1.4 Manfaat Penelitian

a. Bagi praktisi kesehatan: untuk mengetahui prevalensi preeklampsia pada ibu hamil berdasarkan faktor risiko di RSUP H. Adam Malik Periode 2008-2011. b. Bagi masyarakat terutama ibu hamil: Memberikan informasi tentang faktor

risiko penyakit preeklampsia.

c. Bagi institusi pendidikan: Sebagai salah satu bentuk pengabdian terhadap perkembangan ilmu pengetahuan Indonesia.

d.
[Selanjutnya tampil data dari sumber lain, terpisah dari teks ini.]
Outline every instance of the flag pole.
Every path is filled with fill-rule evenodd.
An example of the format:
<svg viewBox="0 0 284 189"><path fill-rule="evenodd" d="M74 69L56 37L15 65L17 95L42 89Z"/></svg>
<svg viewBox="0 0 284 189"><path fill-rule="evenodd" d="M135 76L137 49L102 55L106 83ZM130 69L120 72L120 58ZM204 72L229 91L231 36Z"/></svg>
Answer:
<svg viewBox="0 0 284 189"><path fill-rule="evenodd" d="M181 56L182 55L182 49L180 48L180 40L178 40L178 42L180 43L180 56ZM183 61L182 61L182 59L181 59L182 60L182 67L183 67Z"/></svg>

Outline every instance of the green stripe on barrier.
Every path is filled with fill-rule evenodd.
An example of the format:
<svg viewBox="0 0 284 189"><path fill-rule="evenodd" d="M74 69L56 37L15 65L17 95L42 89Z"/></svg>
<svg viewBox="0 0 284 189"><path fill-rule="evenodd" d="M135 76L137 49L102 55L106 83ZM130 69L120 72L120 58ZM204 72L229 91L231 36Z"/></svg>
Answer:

Bagi Peneliti: Menambah pengalaman dan ilmu pengetahuan selama menjalani penelitian.


(20)

BAB 2

TINJAUAN PUSTAKA

2.1. Hipertensi dalam Kehamilan

2.1.1. Definisi Hipertensi dalam Kehamilan

Hipertensi dalam kehamilan didefinisikan sebagai tekanan darah sistolik ≥140 mmHg atau tekanan darah diastolik ≥90mmHg (Boyce dkk, 2011).

2.1.2. Klasifikasi Hipertensi dalam Kehamilan.

Berdasarkan Report of the National High Blood Pressure Education Program Working Group on High Blood Pressure in Pregnancy tahun 2000 yang digunakan sebagai acuan klasifikasi di Indonesia, hipertensi dalam kehamilan dapat diklasifikasikan menjadi:

1) Hipertensi Kronik 2) Preeklampsia-eklampsia

3) Hipertensi kronik dengansuperimposed preeklampsia 4) Hipertensi gestasional

2.1.3. Diagnosis Hipertensi dalam Kehamilan

1) Hipertensi kronik adalah hipertensi yang timbul sebelum umur kehamilan 20 minggu atau hipertensi yang pertama kali didiagnosis setelah umur kehamilan 20 minggu dan hipertensi menetap sampai 12 minggu pasca persalinan.

2) Preeklampsia adalah hipertensi yang timbul setelah 20 minggu kehamilan disertai dengan proteinuria.

3) Eklampsia adalah preeklampsia yang disertai dengan kejang-kejang atau koma.

4) Hipertensi kronik dengan superimposed preeklampsia adalah hipertensi kronik disertai tanda-tanda preeklampsia atau hipertensi kronik disertai proteinuria.


(21)

5) Hipertensi gestasional adalah hipertensi yang timbul pada kehamilan tanpa disertai proteinuria dan hipertensi menghilang setelah 3 bulan pascapersalinan atau kehamilan dengan tanda-tanda preeklampsia tetapi tanpa proteinuria. (Prawirohardjo, 2009)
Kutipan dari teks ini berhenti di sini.